There is much controversy about the delivering up of fugitives from service or labor. The clause I now read is as plainly written in the Constitution as any other of its provisions:
No person held to service or labor in one State, under the laws thereof, escaping into another, shall in consequence of any law or regulation therein be discharged from such service or labor, but shall be delivered up on claim of the party to whom such service or labor may be due.

It is scarcely questioned that this provision was intended by those who made it for the reclaiming of what we call fugitive slaves; and the intention of the lawgiver is the law. All members of Congress swear their support to the whole Constitution—to this provision as much as to any other. To the proposition, then, that slaves whose cases come within the terms of this clause "shall be delivered up" their oaths are unanimous. Now, if they would make the effort in good temper, could they not with nearly equal unanimity frame and pass a law by means of which to keep good that unanimous oath?

There is some difference of opinion whether this clause should be enforced by national or by State authority, but surely that difference is not a very material one. If the slave is to be surrendered, it can be of but little consequence to him or to others by which authority it is done. And should anyone in any case be content that his oath shall go unkept on a merely unsubstantial controversy as to how it shall be kept?

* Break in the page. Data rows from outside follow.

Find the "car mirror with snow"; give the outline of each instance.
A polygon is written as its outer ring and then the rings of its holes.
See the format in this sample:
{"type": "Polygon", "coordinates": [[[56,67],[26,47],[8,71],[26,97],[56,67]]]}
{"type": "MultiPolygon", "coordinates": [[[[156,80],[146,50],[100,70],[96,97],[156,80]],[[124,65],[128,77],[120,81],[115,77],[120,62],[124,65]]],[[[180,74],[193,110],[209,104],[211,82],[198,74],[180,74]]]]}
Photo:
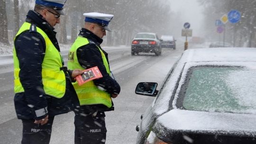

Again: In any law upon this subject ought not all the safeguards of liberty known in civilized and humane jurisprudence to be introduced, so that a free man be not in any case surrendered as a slave? And might it not be well at the same time to provide by law for the enforcement of that clause in the Constitution which guarantees that "the citizens of each State shall be entitled to all privileges and immunities of citizens in the several States"?

I take the official oath to-day with no mental reservations and with no purpose to construe the Constitution or laws by any hypercritical rules; and while I do not choose now to specify particular acts of Congress as proper to be enforced, I do suggest that it will be much safer for all, both in official and private stations, to conform to and abide by all those acts which stand unrepealed than to violate any of them trusting to find impunity in having them held to be unconstitutional.